Now while certainly, for the longest of times, marriages have, and continue to be seen in transactional terms (the binding of families, preservation of culture and religious systems, a practical decision, and yes, often an economically-driven one), I don’t think those people on Indian Matchmaking or those of us who use dating or matrimonial sites, hoping to get a happily-ever-after off them, see marriage in those terms, or at least not only in those terms. They were also looking for that frisson of sexual chemistry, excitement and madness of initial love. Unfortunately, the problem is that reducing people to profile and filtering them based on certain fixed criteria or ideals means you are likely to miss out on someone you’d have found exciting under normal circumstances because they may not meet the criteria. Call me a hopeless romantic, but I’ve always believed that love and its various iterations, like travel or a fabulous book, have the power to be transformative and teach you a little more about yourself.

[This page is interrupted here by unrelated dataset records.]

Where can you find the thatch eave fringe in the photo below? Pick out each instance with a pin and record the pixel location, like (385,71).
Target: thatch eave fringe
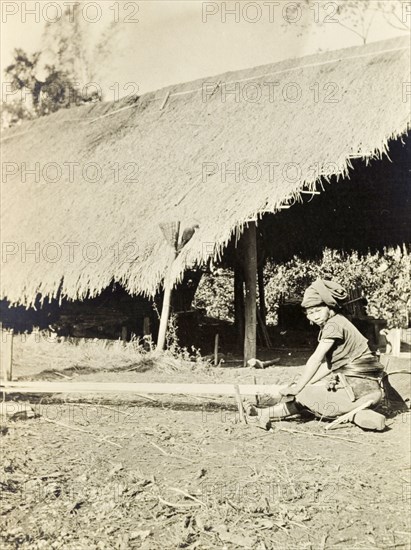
(179,156)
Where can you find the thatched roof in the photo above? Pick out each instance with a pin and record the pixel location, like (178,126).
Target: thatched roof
(170,146)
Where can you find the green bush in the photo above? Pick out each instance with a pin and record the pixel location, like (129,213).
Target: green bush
(384,278)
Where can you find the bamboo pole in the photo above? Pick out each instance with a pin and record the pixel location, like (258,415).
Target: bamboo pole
(7,353)
(250,277)
(139,388)
(171,233)
(216,350)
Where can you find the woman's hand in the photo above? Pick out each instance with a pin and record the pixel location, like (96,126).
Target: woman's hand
(290,390)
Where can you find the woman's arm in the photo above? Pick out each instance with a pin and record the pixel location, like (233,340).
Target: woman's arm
(311,368)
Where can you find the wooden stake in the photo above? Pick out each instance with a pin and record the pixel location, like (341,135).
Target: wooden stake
(146,326)
(216,350)
(165,310)
(165,101)
(250,277)
(243,418)
(7,353)
(239,302)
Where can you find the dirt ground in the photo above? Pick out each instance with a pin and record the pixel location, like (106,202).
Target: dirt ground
(128,472)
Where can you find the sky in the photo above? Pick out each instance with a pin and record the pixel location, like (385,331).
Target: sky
(155,43)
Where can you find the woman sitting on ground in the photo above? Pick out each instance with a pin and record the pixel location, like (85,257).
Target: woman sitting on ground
(340,375)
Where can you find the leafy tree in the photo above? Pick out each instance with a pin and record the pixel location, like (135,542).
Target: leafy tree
(357,16)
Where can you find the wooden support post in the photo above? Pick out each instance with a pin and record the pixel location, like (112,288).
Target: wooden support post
(261,292)
(396,341)
(239,303)
(146,326)
(171,232)
(216,350)
(7,353)
(243,417)
(165,310)
(250,277)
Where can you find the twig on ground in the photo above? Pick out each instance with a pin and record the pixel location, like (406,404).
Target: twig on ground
(80,430)
(165,453)
(175,505)
(319,435)
(63,375)
(187,495)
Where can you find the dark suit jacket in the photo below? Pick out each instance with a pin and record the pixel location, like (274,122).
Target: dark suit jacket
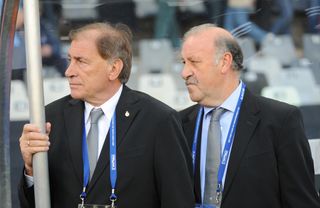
(270,164)
(152,157)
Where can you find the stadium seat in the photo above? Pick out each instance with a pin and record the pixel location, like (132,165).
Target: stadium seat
(19,104)
(280,47)
(55,88)
(286,94)
(156,56)
(311,47)
(161,86)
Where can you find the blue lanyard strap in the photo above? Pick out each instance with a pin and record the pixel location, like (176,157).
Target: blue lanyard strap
(113,161)
(195,137)
(227,147)
(86,167)
(226,151)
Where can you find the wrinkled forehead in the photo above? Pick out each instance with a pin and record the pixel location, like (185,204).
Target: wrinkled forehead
(196,45)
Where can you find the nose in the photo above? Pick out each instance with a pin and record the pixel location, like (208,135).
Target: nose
(70,70)
(186,72)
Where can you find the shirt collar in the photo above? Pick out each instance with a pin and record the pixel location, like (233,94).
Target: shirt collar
(108,107)
(230,103)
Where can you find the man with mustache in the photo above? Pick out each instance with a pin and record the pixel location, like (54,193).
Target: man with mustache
(141,157)
(248,151)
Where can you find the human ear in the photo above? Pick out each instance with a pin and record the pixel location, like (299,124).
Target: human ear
(116,69)
(226,62)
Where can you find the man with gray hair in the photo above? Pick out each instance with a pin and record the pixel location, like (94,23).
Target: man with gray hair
(248,151)
(108,145)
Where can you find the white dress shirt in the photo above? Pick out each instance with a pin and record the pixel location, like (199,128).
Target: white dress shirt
(225,121)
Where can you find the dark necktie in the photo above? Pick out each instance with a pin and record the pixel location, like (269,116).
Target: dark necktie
(212,157)
(92,139)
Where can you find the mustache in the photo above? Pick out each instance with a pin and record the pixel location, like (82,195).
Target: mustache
(191,80)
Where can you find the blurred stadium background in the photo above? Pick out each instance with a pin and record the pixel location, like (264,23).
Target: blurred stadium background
(285,65)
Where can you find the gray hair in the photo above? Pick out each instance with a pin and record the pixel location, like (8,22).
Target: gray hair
(223,44)
(113,42)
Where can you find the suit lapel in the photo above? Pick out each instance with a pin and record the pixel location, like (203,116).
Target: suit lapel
(73,116)
(126,111)
(246,125)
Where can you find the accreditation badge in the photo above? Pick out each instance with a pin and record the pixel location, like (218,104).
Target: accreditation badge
(95,206)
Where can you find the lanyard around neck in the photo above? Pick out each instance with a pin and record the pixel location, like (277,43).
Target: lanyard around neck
(112,158)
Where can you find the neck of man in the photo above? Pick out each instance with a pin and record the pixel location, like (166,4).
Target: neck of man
(104,96)
(227,87)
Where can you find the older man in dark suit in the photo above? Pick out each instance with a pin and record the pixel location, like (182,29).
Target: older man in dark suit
(255,153)
(138,156)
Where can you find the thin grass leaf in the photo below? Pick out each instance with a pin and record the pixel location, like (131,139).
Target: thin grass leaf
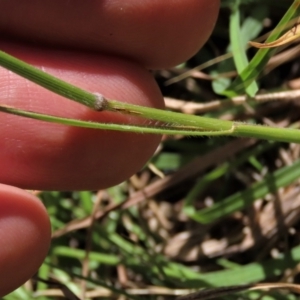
(244,199)
(258,63)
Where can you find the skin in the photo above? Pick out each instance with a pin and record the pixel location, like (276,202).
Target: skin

Dating only curated profiles of people you think you should be falling in love with just sets you up for disappointment. Yes, there are exceptions, and yes, any relationship has the potential to go horribly wrong at any point in time, whatever their origins. And no, I am not dismissing the very real need for shared values and belief systems that drive a successful relationship. But, here's the thing—take this from someone who has dated a number of very different people and found something nice in nearly all of them--nothing really does work out unless you consciously work at keeping it going, day after day. As philosopher Alain de Botton says in a 2019 interview with BBC radio, de Botton, love isn’t really about finding who’s compatible, in inverted commas, with you in a hundred ways. “It’s the person who’s able to negotiate incompatibilities with tenderness, humour, laughter, kindness etc.,” he says, adding that true love isn’t the search for an ideal but the mutual tolerance of weakness and our humanity.
When you approach it with these prefabricated ideals, the tendency to walk away from a relationship, even before it has time to blossom or swipe left without thinking twice because a person doesn't meet your criteria, is very high, as nearly every episode of Indian Matchmaking proved. So, while there is much that is horrible about the tired tropes that Indian Matchmaking draws on over and over again, maybe, just maybe, the problem also lies within us.